La BCE achève le premier mois de ses rachats d’obligations sur un succès
La BCE maintient le cap. Malgré une pression croissante pour baisser à nouveau son taux de dépôt, l’autorité monétaire de la zone euro a précisé dans les minutes de sa dernière réunion du 5 mars, publiées hier, que son niveau actuel de -20 pb (points de base) est considéré «comme un point bas». Elle se montre en revanche plus flexible concernant la liste des dettes d’agences éligibles à son programme de rachats et sur le seuil limite de détention des titres individuels de 25% «qui pourrait être modifié si besoin, au moins pour les titres notés AAA», selon Frédérik Ducrozet, économiste chez CA CIB.

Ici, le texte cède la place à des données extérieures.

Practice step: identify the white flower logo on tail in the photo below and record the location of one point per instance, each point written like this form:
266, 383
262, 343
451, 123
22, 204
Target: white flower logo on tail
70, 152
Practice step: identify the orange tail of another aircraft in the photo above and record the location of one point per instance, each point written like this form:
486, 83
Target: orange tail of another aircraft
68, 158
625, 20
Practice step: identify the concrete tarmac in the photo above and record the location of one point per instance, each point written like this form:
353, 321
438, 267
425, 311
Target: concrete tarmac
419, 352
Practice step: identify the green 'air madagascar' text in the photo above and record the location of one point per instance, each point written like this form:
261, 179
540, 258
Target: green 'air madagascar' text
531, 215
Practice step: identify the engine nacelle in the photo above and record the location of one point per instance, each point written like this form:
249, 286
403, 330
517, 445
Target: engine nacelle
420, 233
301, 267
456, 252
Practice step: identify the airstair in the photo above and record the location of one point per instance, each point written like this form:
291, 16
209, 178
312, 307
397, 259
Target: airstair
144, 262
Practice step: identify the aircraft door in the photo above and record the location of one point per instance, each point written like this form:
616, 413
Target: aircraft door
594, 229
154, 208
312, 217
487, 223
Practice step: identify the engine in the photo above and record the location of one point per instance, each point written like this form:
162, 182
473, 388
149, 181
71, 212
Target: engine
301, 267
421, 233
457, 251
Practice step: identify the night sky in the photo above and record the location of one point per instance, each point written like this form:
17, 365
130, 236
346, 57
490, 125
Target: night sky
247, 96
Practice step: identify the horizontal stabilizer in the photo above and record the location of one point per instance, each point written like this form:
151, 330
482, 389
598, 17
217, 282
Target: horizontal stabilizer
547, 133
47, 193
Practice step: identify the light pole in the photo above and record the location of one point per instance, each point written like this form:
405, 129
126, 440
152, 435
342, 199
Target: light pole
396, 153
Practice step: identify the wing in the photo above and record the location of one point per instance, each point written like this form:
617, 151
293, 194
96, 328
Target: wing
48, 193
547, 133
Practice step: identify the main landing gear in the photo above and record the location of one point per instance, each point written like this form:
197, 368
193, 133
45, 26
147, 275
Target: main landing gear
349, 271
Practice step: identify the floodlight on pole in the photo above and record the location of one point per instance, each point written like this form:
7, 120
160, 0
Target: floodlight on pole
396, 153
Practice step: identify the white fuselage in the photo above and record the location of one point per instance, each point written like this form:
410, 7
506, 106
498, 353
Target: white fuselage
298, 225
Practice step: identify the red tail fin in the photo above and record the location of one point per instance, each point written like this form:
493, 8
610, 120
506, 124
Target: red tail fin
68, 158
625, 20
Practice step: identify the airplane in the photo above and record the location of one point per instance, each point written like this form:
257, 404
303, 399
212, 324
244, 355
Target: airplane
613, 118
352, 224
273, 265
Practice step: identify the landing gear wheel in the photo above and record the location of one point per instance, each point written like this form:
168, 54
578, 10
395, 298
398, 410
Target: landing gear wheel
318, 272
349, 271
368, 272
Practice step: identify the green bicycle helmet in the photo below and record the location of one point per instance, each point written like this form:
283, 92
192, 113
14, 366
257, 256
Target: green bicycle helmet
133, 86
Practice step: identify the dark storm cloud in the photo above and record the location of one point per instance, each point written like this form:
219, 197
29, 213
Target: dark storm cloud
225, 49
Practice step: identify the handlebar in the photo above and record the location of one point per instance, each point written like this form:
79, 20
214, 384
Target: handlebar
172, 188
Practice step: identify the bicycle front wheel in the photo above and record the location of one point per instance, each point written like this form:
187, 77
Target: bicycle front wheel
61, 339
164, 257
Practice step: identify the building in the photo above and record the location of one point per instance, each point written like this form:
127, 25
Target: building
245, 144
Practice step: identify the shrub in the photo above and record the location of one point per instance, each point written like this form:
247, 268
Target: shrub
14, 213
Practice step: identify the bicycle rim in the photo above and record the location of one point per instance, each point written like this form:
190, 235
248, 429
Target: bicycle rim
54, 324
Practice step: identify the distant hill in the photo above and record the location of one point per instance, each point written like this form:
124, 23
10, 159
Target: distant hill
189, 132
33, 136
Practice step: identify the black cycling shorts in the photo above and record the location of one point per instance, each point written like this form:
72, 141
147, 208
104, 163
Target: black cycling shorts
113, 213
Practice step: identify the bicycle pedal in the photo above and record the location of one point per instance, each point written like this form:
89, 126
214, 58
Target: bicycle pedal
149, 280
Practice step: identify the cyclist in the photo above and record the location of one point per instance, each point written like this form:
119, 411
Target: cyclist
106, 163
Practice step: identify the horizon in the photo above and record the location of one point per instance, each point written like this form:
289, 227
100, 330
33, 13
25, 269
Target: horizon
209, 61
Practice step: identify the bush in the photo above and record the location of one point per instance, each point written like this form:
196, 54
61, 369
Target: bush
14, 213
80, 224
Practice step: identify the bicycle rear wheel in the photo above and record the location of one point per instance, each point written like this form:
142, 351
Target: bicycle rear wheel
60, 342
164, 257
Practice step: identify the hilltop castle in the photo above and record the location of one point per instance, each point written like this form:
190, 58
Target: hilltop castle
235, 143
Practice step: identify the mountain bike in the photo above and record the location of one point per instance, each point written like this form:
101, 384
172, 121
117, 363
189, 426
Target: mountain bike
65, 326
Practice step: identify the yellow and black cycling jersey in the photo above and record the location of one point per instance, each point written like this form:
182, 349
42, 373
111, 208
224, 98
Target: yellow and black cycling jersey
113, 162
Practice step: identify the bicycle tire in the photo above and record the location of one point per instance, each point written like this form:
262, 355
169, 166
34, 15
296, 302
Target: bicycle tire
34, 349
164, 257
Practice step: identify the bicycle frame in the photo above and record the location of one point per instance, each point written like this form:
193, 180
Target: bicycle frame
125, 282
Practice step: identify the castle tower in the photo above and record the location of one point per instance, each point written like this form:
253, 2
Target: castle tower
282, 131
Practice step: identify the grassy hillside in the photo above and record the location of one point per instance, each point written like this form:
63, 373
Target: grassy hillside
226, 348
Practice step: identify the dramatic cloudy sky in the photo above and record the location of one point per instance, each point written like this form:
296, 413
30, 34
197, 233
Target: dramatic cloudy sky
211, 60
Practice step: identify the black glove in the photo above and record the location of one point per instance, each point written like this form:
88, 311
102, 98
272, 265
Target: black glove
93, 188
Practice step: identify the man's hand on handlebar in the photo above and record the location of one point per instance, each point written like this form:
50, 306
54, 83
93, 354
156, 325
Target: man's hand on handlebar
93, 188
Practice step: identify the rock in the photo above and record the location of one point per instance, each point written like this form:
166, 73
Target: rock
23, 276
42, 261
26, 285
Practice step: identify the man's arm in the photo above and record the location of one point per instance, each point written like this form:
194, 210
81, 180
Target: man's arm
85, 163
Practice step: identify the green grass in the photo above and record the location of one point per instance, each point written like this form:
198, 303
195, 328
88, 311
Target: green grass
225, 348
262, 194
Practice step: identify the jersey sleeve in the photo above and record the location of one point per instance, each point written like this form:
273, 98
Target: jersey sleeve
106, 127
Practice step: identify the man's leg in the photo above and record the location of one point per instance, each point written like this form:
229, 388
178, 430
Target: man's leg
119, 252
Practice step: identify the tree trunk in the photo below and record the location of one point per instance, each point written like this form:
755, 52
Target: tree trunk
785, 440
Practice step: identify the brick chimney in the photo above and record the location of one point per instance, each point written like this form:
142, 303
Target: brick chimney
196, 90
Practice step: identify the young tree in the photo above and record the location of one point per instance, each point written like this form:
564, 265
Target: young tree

Au 27 mars dernier, 41,02 milliards d’euros d’obligations publiques avaient été rachetées dans le cadre du programme PSPP, auxquels s’ajoutent 1,2 milliard d’ABS et 12 milliards de covered bonds dans le cadre du programme «CBPP3», soit un montant total de plus de 54 milliards en trois semaines. Avec les derniers achats effectués sur les trois derniers jours du mois, dont le niveau sera connu la semaine prochaine, la BCE devrait être très proche de son objectif de 60 milliards d’euros mensuels de titres pour le premier mois d’existence de son programme complet.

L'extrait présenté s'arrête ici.